第32話 タッパー

 そして、そんな地獄絵図を作り出した当の本人である響華はと言うと……


「これで入るようになるんじゃないですか?」


 そんなことを言いながら、ミンチになった悪魔の肉塊を空間収納に入れようとしていた。


 コメント

 ・何か変わったのか……?

 ・入らん気がするけど……

 ・どうなんだ?

 ・狂姫のしたい事がよくわからんな

 ・狂姫のしたい事が分からないことなんていつものことだろ

 ・いつものこと(配信二回目)


「あれ?入るようになると思ってたんですが、まだ入りませんね」


 やはりと言うか、空間収納に入らない肉塊を不思議そうに見つめる響華。


「入らないのはまだ悪魔が生きているからだと思っていたんです。なので確実に殺すためにミンチにしたんですが……」


 響華は自身の予想が外れてしまったことに、少し落ち込みながらそう言う。


 コメント

 ・なるほど……

 ・空間収納には生きてる生物は入らないもんな

 ・納得したけど……

 ・じゃあ、何でこれは空間収納に入らないんだ?

 ・よくわからんな


(このミンチからは魔力の反応も感じないですし、確実に死んでいるはず……。他に何か空間収納に入らない原因があるんでしょうか?)

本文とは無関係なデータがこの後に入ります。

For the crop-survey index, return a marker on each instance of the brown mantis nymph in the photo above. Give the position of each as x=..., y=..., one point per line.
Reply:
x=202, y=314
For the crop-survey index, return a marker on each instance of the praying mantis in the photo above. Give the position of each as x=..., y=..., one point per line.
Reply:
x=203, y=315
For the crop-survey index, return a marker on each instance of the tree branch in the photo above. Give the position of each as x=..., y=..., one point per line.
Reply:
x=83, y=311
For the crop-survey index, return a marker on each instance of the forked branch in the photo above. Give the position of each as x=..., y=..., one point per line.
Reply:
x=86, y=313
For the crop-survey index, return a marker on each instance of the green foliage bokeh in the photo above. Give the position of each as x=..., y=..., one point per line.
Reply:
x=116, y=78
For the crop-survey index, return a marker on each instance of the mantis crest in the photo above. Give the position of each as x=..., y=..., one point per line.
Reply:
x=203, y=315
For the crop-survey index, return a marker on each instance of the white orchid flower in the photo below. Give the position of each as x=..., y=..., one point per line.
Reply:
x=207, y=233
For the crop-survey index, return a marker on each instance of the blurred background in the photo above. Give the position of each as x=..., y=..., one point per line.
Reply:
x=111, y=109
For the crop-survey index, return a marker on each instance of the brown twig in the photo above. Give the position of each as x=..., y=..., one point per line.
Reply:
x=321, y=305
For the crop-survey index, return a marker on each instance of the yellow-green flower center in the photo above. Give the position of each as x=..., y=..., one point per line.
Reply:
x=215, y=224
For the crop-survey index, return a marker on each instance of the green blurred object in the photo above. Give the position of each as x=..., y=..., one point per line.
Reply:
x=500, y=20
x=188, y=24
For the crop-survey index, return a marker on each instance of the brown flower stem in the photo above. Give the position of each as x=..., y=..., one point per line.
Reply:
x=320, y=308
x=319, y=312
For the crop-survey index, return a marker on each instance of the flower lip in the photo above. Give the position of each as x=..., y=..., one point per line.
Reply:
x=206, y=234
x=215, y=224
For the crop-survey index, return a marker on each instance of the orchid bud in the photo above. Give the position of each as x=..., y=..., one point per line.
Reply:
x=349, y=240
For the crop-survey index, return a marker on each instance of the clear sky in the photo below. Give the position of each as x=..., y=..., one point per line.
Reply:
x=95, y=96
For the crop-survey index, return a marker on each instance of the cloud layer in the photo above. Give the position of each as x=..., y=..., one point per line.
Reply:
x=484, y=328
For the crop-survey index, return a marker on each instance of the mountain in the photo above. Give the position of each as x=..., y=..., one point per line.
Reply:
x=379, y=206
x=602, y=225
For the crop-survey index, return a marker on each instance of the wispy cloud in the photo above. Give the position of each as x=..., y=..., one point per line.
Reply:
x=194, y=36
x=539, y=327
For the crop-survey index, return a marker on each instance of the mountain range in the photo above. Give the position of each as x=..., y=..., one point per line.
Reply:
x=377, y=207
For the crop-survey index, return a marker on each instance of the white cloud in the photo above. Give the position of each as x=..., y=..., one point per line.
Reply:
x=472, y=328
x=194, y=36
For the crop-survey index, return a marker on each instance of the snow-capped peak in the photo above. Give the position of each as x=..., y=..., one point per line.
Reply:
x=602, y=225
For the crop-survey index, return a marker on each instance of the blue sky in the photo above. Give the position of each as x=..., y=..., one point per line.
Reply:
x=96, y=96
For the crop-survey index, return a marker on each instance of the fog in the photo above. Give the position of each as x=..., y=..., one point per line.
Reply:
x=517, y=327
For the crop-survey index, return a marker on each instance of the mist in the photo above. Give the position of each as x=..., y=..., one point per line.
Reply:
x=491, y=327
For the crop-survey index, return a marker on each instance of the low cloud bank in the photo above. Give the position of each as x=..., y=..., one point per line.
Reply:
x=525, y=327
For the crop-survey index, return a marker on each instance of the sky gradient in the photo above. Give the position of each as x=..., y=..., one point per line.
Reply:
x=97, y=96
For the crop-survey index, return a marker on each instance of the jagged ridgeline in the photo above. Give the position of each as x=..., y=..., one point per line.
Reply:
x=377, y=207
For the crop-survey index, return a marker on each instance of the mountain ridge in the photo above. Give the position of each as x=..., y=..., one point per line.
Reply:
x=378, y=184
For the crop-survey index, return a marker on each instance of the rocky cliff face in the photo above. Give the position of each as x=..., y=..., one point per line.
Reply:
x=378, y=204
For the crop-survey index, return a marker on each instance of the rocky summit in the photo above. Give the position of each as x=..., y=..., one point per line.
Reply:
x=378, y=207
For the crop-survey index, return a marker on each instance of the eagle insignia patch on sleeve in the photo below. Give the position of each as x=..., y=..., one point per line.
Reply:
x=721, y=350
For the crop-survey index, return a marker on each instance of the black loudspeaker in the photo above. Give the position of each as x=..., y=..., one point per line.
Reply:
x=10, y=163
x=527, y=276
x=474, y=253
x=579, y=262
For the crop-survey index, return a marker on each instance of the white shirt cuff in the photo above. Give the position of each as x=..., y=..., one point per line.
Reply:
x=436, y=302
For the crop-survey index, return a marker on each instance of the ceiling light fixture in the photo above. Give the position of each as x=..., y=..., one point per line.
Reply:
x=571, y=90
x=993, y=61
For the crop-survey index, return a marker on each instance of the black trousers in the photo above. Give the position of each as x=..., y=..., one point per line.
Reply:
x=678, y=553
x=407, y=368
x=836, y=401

 響華は頭を悩ますが、中々良い考えは浮かんでこない。


(悪魔という種族に対して私達は何も知りませんし、一旦はそういうものだと考えて行動する方が良さそうですね)


 響華は一度そう結論付け、次の行動に移ろうとする。


「とりあえず、この肉塊を私は空間収納に入れられないということが分かったので、空間収納に入れるのとは別の方法でこのミンチを持って帰り、協会に提出したいんですけど……、どうやって持って帰ればいいと思います?」


 そう響華が言うとコメント欄では……


 コメント

 ・空間収納に入らないなら手で持っていくしか無いでしょ!

 ・流石に手で持って地上に行くのは大変過ぎないか……?

 ・探索者協会の人に手伝ってもらうとか?

 ・それだ!

 ・確かにそれが一番手っ取り早いな!


「なるほど、確かに探索者協会の人に来てもらった方が早く持ち運びが終わりそうですね」


 コメントに納得し、探索者協会の人に来てもらうことを響華は決めた。


「ですが、一応このミンチの一部は持って帰っておきますか。その方が研究が早く進みそうですし」


 そう言って響華は空間収納からタッパーを取り出す。


「とりあえずはこれに入れておくことにします」


 そう響華は言いながら、タッパーの中に肉片を詰めていく。


 コメント

 ・何なんや、この風景……

 ・悪魔のミンチをタッパーに詰める女

 ・シュールだな……

 ・悪魔のミンチをタッパーに詰めるという行為をダンジョン内でしてるせいで、余計にシュールさを感じるw

 ・よく淡々と作業できるな……


「これだけ詰めれば、大丈夫ですかね」


 そう言って響華はタッパーに肉片を限界まで詰め、タッパーの蓋を閉める。

 かなり限界まで詰めたため、蓋が閉まりづらかったが、何とか閉めることはできた。


「よし、では早速探索者協会の人を呼んでくるためにも、一度地上に戻りましょうか」


 そう言って響華は残った悪魔のミンチを後ろにし、地上へと向かっていくのだった。